On July 4, 1838, Edward Wells used the phrase in an oration he gave in Sing Sing, New York:
Shall those stripes and stars, which now wave triumphantly in every breeze, and which are honored in every land as the representative of a free people, ever be trampled beneath the feet of a foreign foe, or torn by the violence of civil strife? [Hudson River Chronicle, 17 July 1838, 2.]

In 1846 a poem written by W.G. Simms about the War with Mexico was intended for presentation on the Fourth of July as indicated below included this stanza:
"Palos-Alto and Resaca--By W.G. Simms.
A New Song for the 4th of July, 1846"

For Taylor--"Rough and Ready,"
True son of truest sires:--
For May, who, swift and steady,
Trod down La Vega's fires;
Maintain'd in pride the stripes and stars,
The dead, who won immortel [sic] life,
And they who live for other wars:
For these, who with their victory,
New wreaths to grace our laurel bring--
A health that drains the goblet dry,
A cheer that make the welkin ring! [Pittsfield Sun, 25 June 1846, 1.]

"Stripes and Stars" continued to be used during the Civil War

"Stars and Stripes"

Referring to the American flag as the "Stars and Stripes" has an illustrious history, with citations in poetry, music, descriptions of parades, and speeches. At a Fourth of July celebrations in Philadelphia in 1820, a local newspaper described the event:
The anniversary of American Independence was celebrated in this city and its vicinity with the spirit, regularity and decorum by which our citizens are generally distinguished. Early in the morning the customary salutes were fired; the American flag was displayed at the navy yard, the custom house, and other public places; the stars and stripes waved from the masts of the different vessels in our harbor. ["At Philadelphia," City of Washington Gazette, 8 July 1820, 3.]

In 1824, an "Ode for the Fourth of July, Written by Mr.
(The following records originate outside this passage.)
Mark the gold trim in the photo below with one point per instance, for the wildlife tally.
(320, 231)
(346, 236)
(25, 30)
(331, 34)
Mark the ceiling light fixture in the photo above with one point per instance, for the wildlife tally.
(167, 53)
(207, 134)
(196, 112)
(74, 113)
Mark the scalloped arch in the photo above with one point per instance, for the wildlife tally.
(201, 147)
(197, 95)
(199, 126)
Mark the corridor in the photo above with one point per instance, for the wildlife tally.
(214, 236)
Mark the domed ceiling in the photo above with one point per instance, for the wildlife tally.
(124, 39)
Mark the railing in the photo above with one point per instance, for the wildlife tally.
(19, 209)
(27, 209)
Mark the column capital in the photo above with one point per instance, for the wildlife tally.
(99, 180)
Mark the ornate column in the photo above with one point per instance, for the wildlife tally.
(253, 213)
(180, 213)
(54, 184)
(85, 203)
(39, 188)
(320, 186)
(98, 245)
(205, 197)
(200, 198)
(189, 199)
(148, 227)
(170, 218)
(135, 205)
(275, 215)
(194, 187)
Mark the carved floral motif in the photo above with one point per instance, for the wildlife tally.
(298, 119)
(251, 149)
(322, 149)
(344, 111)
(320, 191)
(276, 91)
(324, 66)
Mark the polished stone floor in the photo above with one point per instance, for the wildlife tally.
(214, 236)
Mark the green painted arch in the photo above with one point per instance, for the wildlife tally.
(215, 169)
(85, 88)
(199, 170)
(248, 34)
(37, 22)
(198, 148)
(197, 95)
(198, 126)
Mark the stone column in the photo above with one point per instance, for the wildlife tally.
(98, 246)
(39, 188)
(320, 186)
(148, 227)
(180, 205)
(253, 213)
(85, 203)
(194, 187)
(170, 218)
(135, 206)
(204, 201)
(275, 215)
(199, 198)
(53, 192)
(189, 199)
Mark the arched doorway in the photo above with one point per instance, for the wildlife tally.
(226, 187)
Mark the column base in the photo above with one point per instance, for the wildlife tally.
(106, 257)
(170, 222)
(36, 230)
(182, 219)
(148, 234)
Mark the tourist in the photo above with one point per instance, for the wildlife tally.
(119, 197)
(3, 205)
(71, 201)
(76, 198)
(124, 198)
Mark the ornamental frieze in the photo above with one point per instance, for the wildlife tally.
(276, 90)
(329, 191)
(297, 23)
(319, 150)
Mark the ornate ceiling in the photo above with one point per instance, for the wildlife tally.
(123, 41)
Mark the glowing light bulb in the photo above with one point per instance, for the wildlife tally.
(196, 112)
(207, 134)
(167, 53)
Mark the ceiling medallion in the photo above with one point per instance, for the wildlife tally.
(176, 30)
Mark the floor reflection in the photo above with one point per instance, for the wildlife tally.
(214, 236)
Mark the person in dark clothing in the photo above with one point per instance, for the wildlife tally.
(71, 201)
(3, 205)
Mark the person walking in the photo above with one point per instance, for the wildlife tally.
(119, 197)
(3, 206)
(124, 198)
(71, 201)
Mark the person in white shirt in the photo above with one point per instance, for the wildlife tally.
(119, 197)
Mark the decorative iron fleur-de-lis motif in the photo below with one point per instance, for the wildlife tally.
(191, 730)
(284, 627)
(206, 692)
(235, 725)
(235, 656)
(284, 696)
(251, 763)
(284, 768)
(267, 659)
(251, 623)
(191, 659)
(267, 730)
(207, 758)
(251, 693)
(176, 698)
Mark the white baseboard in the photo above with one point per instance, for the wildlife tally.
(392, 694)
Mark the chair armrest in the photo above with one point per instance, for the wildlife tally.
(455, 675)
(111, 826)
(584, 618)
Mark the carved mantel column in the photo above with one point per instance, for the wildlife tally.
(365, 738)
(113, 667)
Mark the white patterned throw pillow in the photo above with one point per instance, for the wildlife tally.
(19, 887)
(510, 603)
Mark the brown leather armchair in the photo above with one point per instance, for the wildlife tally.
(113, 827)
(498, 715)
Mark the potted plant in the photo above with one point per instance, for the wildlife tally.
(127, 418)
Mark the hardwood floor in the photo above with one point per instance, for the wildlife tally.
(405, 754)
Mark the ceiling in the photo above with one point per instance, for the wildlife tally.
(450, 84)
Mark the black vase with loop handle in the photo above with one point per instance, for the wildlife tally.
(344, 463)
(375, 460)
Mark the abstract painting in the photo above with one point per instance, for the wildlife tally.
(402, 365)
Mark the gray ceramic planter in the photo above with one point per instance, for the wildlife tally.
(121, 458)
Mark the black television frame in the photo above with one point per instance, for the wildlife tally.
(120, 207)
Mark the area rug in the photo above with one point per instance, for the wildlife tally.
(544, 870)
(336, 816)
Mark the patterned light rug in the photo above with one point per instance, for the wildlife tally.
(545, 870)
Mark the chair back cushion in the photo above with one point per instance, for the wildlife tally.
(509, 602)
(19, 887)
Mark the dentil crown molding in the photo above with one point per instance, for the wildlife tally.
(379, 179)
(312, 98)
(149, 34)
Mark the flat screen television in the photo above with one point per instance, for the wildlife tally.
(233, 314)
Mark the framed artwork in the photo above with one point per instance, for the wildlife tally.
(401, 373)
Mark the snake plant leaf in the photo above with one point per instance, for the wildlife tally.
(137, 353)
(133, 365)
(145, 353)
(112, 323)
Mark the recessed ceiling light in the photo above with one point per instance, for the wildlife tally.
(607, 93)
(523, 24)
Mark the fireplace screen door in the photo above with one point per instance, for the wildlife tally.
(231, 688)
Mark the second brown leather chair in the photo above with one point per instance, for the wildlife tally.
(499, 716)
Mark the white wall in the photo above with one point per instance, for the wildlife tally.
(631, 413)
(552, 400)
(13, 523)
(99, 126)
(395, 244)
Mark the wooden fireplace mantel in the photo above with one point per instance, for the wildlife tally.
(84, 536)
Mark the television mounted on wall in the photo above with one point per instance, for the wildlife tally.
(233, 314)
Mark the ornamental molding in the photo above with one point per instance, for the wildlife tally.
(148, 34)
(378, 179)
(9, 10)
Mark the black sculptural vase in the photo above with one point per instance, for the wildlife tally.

J.B. Moore," to the tune "Ye Mariners," included this stanza:
Victorious from the trial,
Our valiant Fathers rose;
And while above the stars shall shine,
Firm will we meet our foes!
Let the Briton, or the Gaul invade,
The North its legions pour--
They shall see, how the free
Will repel them on the shore--
While our stars and stripes on high shall wave,
"And our Yankee thunders roar!" [New-Hampshire Patriot & State Gazette, 12 July 1824, 4.]

An Ode written for a celebration on July 5 "by a young lady" and sung at a "Soiree at East Bradford," Massachusetts, had this final stanza:
Quick may oppression's work be done,
Where stars and stripes so proudly wave;
And when we next shall hail this sun,
May the loud echo rench the slave [Haverhill Gazette, 17 July 1841, 2.]

One of the earliest pieces of music to use the phrase was The Stars & Stripes Forever: Brilliant Variations on the Star Spangled Banner by Charles Grobe and published in 1852. Grobe's piece predates John Philip Sousa's popular march of the same title by forty years!